Los presos de la Guerra Civil que comían algas y dibujaban cochinillos
La empresa propietaria del monasterio cisterciense de Oia (Pontevedra), futuro hotel, rescata un centenar de dibujos que los represaliados del franquismo plasmaron en sus paredes
Se despide tu esposo en bida que nunca te olvida [...] Te cuides bien de los hijos. Y recuérdate bien que tu esposo es inocente de todo y no bajéis la cara por nadie del Pueblo ni del mundo porque ya sabéis bien que no abia sido de ningún partido y estos me fusilaron inocente del todo. Recordéis bien me fusilan el 15 de nobiembre de 1939 [...] Asta la Eternidad. Adiós asta Nunca".
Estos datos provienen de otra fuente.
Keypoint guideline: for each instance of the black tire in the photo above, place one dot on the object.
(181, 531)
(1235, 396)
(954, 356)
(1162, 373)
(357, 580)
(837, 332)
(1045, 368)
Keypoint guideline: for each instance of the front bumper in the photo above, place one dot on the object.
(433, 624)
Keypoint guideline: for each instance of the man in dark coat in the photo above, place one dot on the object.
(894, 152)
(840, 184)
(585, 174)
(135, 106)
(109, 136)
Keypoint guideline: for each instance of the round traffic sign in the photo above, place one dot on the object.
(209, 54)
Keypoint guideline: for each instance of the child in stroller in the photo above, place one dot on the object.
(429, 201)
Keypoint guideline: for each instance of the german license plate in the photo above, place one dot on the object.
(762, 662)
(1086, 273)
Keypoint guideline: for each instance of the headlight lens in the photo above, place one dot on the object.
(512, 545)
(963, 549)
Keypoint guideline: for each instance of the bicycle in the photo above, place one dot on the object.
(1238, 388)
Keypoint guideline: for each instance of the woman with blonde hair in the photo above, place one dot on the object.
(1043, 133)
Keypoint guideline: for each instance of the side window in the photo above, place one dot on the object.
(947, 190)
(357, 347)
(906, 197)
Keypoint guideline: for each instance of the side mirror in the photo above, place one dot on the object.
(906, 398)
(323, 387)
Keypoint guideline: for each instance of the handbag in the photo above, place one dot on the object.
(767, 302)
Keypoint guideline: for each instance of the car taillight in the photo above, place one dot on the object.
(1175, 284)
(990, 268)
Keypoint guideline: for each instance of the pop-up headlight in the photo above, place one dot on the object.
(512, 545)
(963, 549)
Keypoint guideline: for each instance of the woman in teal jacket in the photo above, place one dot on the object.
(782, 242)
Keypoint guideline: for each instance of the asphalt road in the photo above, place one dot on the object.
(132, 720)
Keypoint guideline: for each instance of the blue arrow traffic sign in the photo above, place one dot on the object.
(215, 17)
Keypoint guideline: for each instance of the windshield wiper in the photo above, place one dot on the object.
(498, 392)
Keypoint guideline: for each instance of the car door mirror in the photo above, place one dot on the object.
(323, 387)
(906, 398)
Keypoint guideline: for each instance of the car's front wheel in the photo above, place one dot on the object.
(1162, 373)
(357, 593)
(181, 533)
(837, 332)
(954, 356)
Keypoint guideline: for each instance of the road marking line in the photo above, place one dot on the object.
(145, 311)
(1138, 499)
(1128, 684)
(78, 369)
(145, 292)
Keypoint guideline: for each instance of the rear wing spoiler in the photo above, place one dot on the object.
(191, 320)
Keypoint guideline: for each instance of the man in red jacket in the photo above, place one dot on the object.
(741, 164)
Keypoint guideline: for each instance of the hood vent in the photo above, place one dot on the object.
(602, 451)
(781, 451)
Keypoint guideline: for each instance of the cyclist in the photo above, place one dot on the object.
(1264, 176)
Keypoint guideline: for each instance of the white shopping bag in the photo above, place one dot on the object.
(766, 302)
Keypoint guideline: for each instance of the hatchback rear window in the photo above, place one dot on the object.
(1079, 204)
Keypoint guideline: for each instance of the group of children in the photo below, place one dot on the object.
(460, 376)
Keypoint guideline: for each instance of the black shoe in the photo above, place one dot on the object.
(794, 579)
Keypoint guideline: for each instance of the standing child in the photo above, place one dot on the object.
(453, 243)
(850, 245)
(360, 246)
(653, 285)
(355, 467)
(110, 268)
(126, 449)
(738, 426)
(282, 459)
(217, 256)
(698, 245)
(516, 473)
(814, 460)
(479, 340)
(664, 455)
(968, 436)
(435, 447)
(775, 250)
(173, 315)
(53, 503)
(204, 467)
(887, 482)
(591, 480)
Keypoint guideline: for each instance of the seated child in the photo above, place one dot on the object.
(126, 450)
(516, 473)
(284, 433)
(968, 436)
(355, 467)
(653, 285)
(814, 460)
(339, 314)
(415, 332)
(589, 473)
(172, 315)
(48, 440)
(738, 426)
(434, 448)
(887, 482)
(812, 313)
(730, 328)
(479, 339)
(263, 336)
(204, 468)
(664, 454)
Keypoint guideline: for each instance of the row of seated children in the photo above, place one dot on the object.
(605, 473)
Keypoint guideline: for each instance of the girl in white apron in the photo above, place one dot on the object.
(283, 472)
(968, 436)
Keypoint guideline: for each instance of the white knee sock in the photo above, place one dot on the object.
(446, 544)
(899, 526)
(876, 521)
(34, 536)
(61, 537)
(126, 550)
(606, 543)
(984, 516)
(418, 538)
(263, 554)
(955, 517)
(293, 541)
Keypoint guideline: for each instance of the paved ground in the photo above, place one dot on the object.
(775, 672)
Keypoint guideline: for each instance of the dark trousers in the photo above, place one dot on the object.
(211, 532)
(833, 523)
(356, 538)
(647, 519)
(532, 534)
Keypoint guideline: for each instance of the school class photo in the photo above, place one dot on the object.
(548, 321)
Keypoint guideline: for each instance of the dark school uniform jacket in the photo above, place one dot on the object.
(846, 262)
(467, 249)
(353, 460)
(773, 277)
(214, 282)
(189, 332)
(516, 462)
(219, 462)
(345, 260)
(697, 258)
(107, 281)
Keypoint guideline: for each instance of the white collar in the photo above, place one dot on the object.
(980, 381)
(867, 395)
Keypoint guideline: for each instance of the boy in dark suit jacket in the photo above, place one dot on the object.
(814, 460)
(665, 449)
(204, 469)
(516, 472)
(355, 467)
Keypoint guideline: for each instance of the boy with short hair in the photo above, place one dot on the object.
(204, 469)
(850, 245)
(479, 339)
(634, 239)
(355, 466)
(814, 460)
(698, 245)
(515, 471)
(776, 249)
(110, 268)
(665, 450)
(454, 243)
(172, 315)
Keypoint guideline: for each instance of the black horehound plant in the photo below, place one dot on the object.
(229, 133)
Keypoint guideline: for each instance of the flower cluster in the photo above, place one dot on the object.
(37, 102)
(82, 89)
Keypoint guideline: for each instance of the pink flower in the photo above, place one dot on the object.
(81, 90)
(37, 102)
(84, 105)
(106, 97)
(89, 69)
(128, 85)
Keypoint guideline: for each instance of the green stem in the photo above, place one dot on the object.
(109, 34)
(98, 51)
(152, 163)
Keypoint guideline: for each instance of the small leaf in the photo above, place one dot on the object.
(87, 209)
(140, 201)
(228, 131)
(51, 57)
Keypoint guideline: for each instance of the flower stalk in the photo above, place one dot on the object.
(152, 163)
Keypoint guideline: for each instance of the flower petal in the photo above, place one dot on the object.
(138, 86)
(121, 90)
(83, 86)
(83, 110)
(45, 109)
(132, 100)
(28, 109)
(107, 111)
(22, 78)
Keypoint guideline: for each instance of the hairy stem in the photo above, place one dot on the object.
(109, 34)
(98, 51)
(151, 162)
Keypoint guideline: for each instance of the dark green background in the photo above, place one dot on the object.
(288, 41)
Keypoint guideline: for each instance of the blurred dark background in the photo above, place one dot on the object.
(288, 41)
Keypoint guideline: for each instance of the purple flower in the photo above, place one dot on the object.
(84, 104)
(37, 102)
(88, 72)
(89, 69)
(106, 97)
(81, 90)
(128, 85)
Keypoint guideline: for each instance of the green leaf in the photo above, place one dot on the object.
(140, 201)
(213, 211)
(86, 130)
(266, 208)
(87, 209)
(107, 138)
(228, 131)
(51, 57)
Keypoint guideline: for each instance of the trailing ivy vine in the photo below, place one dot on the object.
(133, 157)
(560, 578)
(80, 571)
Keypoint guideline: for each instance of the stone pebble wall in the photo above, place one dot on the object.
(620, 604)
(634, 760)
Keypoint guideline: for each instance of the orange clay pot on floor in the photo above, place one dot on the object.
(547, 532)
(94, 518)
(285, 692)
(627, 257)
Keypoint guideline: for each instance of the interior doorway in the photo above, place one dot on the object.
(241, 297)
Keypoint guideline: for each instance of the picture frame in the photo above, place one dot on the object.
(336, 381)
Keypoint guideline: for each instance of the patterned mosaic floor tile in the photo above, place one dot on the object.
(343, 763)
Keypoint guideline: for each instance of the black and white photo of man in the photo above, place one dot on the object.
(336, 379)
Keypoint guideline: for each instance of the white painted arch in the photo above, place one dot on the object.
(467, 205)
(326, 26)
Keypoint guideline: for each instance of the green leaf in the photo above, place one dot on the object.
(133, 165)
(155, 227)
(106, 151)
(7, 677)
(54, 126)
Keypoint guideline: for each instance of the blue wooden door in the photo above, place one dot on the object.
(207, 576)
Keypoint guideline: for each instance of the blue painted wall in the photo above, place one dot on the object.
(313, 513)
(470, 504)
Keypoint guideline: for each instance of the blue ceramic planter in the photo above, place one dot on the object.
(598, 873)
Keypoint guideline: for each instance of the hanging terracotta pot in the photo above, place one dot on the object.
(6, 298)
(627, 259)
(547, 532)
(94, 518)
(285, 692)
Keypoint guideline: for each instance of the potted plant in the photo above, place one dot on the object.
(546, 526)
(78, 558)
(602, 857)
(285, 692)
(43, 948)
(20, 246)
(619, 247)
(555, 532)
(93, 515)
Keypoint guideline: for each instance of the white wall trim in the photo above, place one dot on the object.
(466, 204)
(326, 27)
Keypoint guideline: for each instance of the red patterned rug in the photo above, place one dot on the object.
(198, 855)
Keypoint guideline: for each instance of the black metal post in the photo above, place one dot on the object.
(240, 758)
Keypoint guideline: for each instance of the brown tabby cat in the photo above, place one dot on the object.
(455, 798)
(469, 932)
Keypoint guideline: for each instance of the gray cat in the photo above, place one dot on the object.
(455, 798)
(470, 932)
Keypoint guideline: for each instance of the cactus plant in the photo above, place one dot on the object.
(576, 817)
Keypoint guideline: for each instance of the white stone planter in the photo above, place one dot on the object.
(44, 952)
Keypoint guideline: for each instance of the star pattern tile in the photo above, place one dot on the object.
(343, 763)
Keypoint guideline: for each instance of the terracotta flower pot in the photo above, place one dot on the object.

Jordano Pons Tomás, condenado a muerte, se despedía por carta de su compañera, Dolores Abel, desde el campo de concentración de Santa María de Oia (al sur de Vigo). La misiva la recoge su propio nieto, Jaume Prat i Pons, en el libro Sumarissim d’urgència 1643. Como él, miles de presos de Franco fueron hacinados durante la guerra civil en esta cárcel de clasificación que el exceso de hombres apresados en el frente obligó a improvisar en un monasterio ruinoso, el único de la Orden del Císter en la península situado a orillas del mar. Esperando ser derivados a una prisión definitiva, o la libertad, o la ejecución, entre los muros de 800 años trataban de sobrevivir cada día con “agua negra” y “una castaña” pilonga o hervida, tal y como recordaba años después el sacristán de Oia Eduardo Pérez. Para apaciguar el hambre, los presos devoraban algas, cangrejos y lapas que cosechaban en la playa cuando los bajaban a lavarse en el mar de madrugada. Al menos 25 de ellos, según el registro civil, murieron allí mismo. De inanición agravada por la diarrea que les causaban las algas, de disentería, de tifus exantemático.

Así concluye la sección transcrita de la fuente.